Shannon, who played Superman’s archenemy General Zod in “Man of Steel” (and cameoed as his corpse in “Batman v Superman” just last week), has appeared in all four of Nichols’ films. He’s a treasure, and fortunately he seems to have opted to cash his supervillain paycheck and resume putting his off-kilter but empathetic demeanor to good use. (He’ll also be appearing as The King himself in “Elvis & Nixon” later this month.)

The rest of the cast, which also includes Kirsten Dunst and Adam Driver (in the “Close Encounters” Francois Truffaut role), is able enough, but a movie like this rises or falls based on the juvenile casting, and young Jaeden Lieberher steals the show. He’s creepy and tragic, messianic and mundane, in turn, sometimes within the same scene. Lieberher held his own against Bill Murray in “St. Vincent,” and he handles a lot of intense stuff here as a boy whose secrets threaten to destroy him and those around him.

Nichols’ previous movies—“Shotgun Stories,” “Mud,” and “Take Shelter”– have had the same genuinely Southern feel as David Gordon Green’s early work. And “Midnight Special” has a similar authenticity of place as Roy hurtles across Texas and Louisiana trying to stay one step ahead of his pursuers. It also has a sense of authorship that comes from the all-too-rare instance of a major studio allowing a director to have final cut. Nichols has said that his only demands were casting Shannon and having final cut, and a paltry budget by studio terms, a reported $18 million, made this possible.

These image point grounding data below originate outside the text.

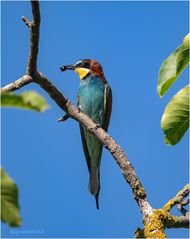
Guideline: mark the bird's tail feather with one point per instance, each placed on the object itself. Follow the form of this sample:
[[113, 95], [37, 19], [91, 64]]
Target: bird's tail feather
[[94, 183]]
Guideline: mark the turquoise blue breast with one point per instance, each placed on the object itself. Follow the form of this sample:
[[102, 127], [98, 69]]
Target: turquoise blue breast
[[91, 98]]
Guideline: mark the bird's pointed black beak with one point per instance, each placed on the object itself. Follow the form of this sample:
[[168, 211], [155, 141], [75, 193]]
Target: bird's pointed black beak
[[68, 67]]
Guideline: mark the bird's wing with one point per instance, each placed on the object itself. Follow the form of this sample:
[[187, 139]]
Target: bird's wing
[[107, 105], [85, 147], [84, 142]]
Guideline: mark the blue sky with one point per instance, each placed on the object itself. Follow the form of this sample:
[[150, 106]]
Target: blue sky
[[46, 160]]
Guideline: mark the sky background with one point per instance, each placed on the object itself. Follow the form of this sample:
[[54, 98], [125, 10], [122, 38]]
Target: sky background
[[46, 160]]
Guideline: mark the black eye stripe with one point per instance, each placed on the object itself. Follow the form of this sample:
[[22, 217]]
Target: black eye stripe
[[83, 65]]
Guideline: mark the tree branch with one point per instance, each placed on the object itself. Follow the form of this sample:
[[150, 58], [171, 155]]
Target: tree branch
[[34, 38], [37, 77], [177, 199], [16, 85]]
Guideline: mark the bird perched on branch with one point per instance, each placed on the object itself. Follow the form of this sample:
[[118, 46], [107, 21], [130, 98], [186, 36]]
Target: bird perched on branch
[[95, 100]]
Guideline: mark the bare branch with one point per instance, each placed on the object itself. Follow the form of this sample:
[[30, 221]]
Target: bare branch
[[26, 21], [24, 80], [177, 222], [34, 39], [64, 118], [177, 199]]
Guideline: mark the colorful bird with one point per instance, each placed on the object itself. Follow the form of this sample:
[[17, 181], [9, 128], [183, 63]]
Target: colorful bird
[[95, 100]]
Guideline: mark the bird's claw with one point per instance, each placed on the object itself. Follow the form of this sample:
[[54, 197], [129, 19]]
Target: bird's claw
[[91, 128], [79, 109], [63, 118]]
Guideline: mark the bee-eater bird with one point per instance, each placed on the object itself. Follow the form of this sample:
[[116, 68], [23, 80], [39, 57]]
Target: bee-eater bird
[[95, 100]]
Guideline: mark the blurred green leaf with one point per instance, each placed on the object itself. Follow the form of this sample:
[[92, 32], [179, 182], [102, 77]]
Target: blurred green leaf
[[175, 120], [172, 67], [9, 201], [28, 100]]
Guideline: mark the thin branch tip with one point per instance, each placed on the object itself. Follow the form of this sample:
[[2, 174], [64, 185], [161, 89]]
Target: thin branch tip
[[26, 21]]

But it’ll take a lot more than $18 million in ticket sales to make “Midnight Special” stand out on Warners’ ledger, considering that’s what “BvS” earned for the studio about every nine hours on its opening weekend. They’re doing a platform release on this one, slowly expanding it around the country and opening it in Portland at one theater, Cinema 21, initially. The goal, of course, is to allow the movie to find an audience, but I wonder if it doesn’t mark it somehow as “art house” fare, turning off some portion of the wide audience it deserves to find. Putting a full-fledged marketing campaign behind an $18 million movie is a lot more expensive than relying on word-of-mouth (or, God forbid, critics!), but it might pay off more in the end. We’ll see.

Regardless, if you’re the sort who gripes about the lack of smart, grown-up, genre filmmaking, you have a moral duty to buy a ticket to this movie, and to tell other people about it—in other words, put your money where your mouth is and prove that we can be allowed to have nice things. Shine your ever-lovin’ light on that.